I would love to have children. Hopefully someday maybe we will have children. Jeremy will make a great dad, I think I'd make if not a good mom, then at least an interesting one. However I'm not ready to give up my late nights with my girl friends, and quiet time when I need it, the ability to sleep in as long or as little as I'd like (spare from work). I'm selfish in that I want to mermaid until I'm sure that my toes will never be the same (I already have some permanent scaring). I want to be able to spend more time with my husband before sharing him and our time with someone else, who will need more than I will sometimes feel I am capable of giving.
I don't know all that is involved in being a mom, I'm not sure all moms do, but I know that it takes selflessness, and time, and courage, and the understanding that life will never be the same. We are in Hawaii and have the ability to travel (as long as we can get a pet sitter), having dogs has taught me a lot, and one of them is that I'm not ready yet for kids. Arranging for someone to let the dogs out is hard enough sometimes, but child care, and not working, or working part time is a huge obstacle. When you have kids they become the third most important thing in your life (after God and husband...still working on my priorities...still haven't gotten that down yet). I want to be able to keep living relatively care free, and if that makes me selfish than so be it.

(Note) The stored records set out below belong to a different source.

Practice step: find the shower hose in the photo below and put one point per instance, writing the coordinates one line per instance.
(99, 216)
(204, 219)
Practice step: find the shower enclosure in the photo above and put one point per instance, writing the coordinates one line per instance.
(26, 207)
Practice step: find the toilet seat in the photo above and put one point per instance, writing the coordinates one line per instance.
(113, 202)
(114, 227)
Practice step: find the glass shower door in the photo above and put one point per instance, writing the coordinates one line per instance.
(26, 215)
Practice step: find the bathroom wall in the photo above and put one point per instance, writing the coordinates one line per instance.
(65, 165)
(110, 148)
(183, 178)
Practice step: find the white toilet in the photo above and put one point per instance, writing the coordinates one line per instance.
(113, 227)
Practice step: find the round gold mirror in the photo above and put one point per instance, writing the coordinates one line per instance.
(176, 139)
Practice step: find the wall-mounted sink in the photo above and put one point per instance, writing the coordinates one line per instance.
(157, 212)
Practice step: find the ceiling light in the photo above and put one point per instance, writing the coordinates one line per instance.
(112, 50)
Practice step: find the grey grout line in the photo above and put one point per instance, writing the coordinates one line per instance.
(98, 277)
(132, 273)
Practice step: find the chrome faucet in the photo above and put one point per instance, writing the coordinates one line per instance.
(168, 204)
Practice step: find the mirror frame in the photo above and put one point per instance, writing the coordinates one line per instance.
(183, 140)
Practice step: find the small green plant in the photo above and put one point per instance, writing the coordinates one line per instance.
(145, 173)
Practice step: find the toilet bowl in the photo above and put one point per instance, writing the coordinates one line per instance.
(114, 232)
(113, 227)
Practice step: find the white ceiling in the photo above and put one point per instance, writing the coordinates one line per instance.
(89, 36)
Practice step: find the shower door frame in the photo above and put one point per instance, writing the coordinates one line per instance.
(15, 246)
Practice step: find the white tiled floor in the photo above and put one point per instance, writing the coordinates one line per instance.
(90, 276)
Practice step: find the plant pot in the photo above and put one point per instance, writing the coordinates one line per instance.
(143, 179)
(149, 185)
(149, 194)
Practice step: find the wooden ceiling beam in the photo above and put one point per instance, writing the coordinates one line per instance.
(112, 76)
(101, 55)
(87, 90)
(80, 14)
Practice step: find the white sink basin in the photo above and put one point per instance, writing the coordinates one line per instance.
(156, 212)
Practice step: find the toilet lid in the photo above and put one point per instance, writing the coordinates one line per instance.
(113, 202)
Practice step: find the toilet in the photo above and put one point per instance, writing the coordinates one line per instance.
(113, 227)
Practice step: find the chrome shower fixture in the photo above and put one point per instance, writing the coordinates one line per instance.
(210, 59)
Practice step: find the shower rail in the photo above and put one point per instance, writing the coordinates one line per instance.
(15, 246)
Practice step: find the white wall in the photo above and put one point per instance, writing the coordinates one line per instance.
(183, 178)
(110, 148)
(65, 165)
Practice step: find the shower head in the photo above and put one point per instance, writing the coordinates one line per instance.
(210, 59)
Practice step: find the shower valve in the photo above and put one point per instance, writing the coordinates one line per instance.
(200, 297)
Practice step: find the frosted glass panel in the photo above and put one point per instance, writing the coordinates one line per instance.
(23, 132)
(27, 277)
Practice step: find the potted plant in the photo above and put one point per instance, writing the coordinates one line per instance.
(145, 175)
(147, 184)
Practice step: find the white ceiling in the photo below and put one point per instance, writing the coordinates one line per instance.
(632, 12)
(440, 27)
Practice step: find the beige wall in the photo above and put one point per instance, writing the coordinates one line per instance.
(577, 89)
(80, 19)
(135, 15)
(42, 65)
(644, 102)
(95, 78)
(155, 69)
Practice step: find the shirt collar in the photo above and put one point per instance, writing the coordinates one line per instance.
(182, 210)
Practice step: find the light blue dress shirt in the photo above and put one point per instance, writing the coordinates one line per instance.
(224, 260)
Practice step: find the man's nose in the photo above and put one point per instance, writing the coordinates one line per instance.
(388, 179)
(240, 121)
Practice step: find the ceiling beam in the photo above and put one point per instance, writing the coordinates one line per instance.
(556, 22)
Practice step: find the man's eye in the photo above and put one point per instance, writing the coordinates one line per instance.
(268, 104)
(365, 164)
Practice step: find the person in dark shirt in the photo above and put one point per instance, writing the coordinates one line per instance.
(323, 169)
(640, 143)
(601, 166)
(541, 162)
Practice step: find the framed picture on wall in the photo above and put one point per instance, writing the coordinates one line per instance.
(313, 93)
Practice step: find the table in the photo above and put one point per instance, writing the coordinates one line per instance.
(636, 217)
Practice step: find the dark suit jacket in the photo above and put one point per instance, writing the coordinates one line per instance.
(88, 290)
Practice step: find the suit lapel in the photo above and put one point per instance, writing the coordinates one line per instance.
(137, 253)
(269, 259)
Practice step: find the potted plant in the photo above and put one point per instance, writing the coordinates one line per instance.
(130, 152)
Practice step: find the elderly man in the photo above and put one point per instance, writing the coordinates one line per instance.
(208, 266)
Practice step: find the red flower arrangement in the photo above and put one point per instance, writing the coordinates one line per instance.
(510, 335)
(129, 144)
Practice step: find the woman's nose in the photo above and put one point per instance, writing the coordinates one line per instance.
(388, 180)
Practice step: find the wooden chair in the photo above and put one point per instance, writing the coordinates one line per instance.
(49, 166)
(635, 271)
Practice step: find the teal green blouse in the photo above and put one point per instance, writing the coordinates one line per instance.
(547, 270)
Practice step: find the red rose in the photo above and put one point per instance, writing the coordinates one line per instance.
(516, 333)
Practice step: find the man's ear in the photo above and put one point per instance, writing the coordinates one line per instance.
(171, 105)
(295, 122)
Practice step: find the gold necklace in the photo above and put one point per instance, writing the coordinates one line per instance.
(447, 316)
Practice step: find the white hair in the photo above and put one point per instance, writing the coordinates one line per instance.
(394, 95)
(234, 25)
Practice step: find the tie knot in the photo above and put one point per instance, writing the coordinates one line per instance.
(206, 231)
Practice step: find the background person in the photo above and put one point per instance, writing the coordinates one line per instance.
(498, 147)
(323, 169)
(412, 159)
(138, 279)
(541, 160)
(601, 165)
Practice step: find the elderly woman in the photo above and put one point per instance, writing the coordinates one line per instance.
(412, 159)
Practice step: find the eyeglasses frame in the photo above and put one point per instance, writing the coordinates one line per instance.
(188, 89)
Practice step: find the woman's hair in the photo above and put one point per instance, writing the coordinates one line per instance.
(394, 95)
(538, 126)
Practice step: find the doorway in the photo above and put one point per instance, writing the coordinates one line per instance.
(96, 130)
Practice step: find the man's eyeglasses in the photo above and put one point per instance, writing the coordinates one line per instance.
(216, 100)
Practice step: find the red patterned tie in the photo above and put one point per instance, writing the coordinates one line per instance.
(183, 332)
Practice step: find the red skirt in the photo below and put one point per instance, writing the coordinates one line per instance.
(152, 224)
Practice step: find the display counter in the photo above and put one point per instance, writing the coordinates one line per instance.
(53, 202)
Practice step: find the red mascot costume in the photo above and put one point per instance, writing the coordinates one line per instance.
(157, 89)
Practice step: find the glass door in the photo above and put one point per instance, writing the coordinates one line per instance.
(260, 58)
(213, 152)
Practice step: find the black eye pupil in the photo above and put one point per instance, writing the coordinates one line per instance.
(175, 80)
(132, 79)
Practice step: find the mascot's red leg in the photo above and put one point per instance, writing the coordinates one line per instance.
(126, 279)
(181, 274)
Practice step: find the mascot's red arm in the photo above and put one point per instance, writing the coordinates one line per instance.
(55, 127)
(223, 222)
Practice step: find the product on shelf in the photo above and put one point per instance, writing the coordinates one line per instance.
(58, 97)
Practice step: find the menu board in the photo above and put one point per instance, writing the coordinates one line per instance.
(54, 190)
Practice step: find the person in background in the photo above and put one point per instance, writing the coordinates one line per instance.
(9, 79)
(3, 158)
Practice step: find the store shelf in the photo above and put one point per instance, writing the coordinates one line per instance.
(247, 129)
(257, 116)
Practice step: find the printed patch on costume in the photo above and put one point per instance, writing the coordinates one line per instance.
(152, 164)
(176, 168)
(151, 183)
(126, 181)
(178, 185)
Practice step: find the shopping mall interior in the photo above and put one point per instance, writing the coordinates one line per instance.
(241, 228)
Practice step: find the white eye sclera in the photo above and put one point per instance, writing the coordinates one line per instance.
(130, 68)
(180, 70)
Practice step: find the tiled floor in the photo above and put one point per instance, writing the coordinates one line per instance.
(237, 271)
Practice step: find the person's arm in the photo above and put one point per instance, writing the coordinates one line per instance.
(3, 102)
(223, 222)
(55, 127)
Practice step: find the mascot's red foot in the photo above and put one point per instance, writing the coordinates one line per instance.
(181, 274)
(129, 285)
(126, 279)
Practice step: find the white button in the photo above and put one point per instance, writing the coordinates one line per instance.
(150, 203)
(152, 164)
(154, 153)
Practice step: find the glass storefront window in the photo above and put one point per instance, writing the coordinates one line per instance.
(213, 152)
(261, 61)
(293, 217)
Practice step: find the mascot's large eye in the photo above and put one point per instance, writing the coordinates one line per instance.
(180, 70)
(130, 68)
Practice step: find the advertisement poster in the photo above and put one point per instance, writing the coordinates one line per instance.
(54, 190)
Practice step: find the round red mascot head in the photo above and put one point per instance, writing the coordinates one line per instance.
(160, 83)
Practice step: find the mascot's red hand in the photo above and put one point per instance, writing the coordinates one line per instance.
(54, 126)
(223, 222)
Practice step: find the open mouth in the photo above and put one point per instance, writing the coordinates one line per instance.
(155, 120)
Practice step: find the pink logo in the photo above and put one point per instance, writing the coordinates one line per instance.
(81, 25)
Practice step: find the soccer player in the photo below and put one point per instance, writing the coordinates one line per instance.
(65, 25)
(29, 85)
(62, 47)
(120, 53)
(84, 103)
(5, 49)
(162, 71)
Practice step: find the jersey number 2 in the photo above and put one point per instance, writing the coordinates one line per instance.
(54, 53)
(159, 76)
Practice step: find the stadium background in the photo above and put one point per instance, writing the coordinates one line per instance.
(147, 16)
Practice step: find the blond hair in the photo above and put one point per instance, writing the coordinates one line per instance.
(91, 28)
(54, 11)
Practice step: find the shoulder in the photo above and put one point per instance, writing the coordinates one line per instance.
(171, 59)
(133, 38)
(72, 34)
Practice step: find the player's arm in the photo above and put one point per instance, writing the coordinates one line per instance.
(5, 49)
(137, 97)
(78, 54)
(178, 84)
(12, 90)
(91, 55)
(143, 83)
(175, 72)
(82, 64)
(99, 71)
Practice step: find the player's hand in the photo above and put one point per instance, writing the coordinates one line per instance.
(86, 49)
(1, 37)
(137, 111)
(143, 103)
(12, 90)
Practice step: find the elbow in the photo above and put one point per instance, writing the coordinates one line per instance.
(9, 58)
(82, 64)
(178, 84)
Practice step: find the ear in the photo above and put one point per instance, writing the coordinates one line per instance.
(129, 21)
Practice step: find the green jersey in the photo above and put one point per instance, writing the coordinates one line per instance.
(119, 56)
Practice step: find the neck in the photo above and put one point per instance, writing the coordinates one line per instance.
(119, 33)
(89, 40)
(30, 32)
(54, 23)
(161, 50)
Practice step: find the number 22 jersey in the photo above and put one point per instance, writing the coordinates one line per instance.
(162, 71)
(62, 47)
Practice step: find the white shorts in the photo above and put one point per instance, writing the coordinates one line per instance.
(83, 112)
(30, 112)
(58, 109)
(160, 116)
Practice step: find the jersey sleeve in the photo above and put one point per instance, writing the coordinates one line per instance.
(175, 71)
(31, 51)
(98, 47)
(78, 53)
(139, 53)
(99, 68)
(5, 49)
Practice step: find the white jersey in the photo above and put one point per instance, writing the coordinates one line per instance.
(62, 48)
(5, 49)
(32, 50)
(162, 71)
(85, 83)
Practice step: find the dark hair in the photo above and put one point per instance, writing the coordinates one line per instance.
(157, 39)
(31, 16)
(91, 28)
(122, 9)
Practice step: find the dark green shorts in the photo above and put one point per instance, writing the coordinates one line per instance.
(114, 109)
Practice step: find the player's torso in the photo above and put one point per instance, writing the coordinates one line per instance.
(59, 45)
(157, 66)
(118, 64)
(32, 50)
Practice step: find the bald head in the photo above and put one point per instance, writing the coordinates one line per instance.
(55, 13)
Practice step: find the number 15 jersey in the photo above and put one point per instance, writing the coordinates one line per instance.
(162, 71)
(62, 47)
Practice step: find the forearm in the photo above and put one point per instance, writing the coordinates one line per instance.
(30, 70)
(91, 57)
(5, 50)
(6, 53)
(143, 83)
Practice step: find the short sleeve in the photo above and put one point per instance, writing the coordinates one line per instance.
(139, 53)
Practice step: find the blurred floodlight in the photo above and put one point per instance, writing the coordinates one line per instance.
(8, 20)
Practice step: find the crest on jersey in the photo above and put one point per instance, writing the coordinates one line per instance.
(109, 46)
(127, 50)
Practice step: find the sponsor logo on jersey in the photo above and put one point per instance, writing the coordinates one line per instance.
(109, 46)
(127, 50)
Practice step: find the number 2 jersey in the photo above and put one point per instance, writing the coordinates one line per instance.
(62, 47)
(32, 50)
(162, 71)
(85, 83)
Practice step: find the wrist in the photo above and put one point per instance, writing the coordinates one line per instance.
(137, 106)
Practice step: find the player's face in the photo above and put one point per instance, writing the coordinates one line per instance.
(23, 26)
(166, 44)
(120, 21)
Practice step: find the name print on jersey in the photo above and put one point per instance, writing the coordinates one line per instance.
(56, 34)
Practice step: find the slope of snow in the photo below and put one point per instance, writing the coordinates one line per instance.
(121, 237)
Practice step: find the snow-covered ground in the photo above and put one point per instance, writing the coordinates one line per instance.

I'm okay with waiting, sometimes I see a ridiculously cute baby and I wish and pray that I'm pregnant and then I see a crazy-on-crack baby (Not actually a crack baby, but just a loud screaming baby), and then I tell Jer we are waiting another 10 years. :-)

Many people are supportive of Jeremy and me and whatever we decide, but I recently came to this understanding, and I think it's a valid representation of how I feel, and not a bad thing at all. I would love to have children right now, we are relatively financially able to have children (are you ever really ready?), and we are stable in our marriage, but it comes down to the fact that I'm not done having fun and being able to do things on my own time schedule.

Disclaimer: I have many friends who have children and have amazing lives, and do tons of cool things. Just for me at the moment, there are still many things I want to do before having children and focusing on raising a little one with as much glitter and awesomeness and fairy/mermaid skills as possible.

Just thought I'd share,
Love,
The selfish one who will eventually raise children in an atmosphere of love, acceptance, and delicious food and crafts.